Come sia andata cerco di non saperlo. La lezione, o giù di lì, di Schettino sulla gestione del panico è la notizia alla quale mi sottraggo in un attacco di ‘vigliaccheria’. Davvero. Mi manca il coraggio di leggere, capire, approfondire. Voglio fingere sia una bufala. Una di quelle atroci ironie che qualche buontempone spalma in rete, in tv, sulla carta.
Non sopporto neanche l’idea che io possa scriverne. Perché in questo Paese anche il ribrezzo fa la star e dunque sarebbe bene far scendere un silenzio così spesso da oscurarne la ‘gloria’. Che poi sia colpevole e quanto non sta a me dichiararlo ma so che esiste una giustizia penale e una giustizia morale. Per la seconda, a mio umilissimo parere, sarà sempre un pessimo esempio.

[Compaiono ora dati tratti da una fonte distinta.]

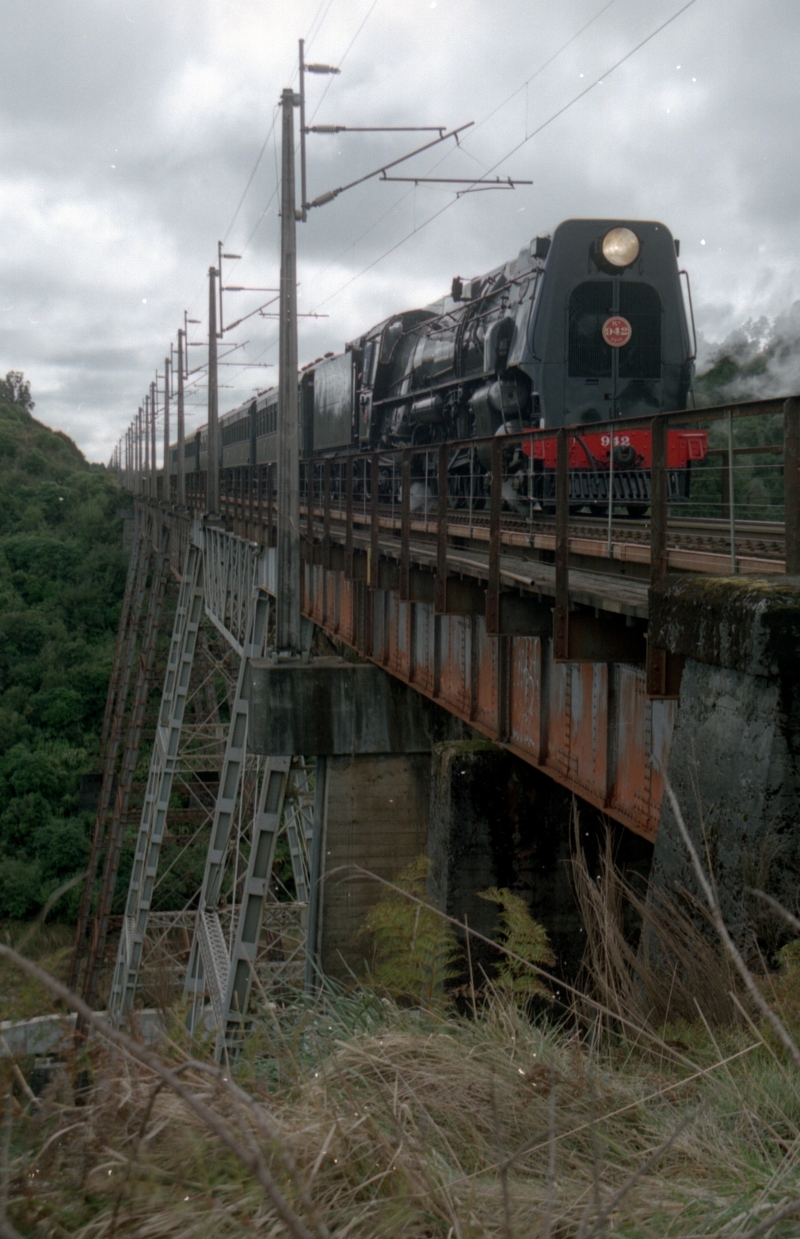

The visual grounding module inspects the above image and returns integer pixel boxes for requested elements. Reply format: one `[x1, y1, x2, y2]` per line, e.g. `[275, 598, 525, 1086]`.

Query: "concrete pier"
[650, 577, 800, 949]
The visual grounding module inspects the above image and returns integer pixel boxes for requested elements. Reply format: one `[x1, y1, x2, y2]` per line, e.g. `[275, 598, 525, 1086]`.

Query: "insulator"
[308, 190, 342, 207]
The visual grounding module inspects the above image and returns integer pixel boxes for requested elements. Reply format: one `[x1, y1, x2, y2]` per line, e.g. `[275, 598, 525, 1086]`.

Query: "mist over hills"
[695, 301, 800, 405]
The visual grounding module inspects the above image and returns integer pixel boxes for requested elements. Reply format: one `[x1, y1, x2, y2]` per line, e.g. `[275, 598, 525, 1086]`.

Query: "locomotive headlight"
[603, 228, 639, 266]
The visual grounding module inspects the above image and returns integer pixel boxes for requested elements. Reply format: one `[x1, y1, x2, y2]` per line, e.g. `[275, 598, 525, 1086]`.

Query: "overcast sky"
[0, 0, 800, 460]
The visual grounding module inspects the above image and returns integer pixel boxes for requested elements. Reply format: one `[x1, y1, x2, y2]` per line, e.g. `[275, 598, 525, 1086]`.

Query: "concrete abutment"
[650, 577, 800, 950]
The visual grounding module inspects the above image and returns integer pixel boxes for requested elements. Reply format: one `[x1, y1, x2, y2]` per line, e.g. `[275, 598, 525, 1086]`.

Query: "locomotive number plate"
[603, 315, 633, 348]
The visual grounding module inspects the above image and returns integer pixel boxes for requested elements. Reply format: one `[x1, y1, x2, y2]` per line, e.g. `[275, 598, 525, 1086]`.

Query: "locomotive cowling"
[173, 219, 707, 514]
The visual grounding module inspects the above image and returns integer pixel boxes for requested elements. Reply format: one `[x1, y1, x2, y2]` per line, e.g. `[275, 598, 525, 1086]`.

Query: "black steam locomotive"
[187, 219, 706, 510]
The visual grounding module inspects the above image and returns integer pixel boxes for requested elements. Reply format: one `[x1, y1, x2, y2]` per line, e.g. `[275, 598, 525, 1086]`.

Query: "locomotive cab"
[524, 219, 692, 426]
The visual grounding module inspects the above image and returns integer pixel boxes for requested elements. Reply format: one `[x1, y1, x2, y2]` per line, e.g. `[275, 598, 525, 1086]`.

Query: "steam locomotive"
[180, 219, 707, 515]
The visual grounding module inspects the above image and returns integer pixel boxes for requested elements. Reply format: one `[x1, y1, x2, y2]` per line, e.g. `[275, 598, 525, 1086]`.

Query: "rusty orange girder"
[303, 564, 677, 840]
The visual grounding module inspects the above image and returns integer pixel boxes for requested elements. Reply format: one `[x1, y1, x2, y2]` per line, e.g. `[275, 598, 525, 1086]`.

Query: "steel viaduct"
[64, 398, 800, 1047]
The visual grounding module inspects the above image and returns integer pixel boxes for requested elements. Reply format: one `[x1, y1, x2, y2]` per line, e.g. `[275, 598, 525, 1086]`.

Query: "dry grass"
[0, 802, 800, 1239]
[6, 966, 800, 1239]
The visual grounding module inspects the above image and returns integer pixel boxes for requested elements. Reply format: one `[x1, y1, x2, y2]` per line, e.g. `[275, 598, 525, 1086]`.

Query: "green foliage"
[0, 386, 125, 918]
[479, 886, 555, 1002]
[362, 856, 461, 1011]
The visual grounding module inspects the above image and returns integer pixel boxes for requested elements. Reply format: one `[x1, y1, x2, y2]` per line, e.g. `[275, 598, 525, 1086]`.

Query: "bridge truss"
[69, 504, 317, 1058]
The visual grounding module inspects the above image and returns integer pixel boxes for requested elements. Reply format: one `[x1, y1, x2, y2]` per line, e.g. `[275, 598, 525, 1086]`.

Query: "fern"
[478, 886, 555, 1002]
[362, 855, 461, 1011]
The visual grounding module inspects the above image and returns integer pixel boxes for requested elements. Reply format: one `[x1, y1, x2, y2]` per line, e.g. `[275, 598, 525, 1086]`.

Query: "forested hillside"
[0, 377, 125, 918]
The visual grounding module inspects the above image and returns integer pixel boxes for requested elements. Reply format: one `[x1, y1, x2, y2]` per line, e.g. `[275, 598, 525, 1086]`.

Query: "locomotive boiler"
[180, 219, 706, 515]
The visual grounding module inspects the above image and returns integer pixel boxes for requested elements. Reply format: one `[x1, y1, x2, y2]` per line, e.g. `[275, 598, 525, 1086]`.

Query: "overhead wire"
[307, 0, 697, 310]
[300, 0, 617, 297]
[310, 0, 379, 120]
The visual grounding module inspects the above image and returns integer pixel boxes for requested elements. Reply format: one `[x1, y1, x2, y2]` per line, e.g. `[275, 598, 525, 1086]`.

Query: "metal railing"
[120, 398, 800, 599]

Si può discutere, certo, dell’umana paura e del panico. Dell’abbandono del pericolo e dello spirito di sopravvivenza. Ecco, sarei perfino disposta a comprenderlo, il comandante che si mette in salvo prima di tutti. Chi sono io per sbandierare il coraggio da onorare anche a costo della vita? Mi sarebbe piaciuta una lezione sul terrore, sull’egoismo naturale, sull’istinto alla fuga.
L’avrei ascoltata, indulgente e commossa.
Che in fatto di vigliaccheria c’è sempre qualcosa da imparare. Soprattutto da chi vanta esperienza. La mia codarda rimozione al confronto è una leggerezza infantile. Non ho la sua marcia, lo ammetto.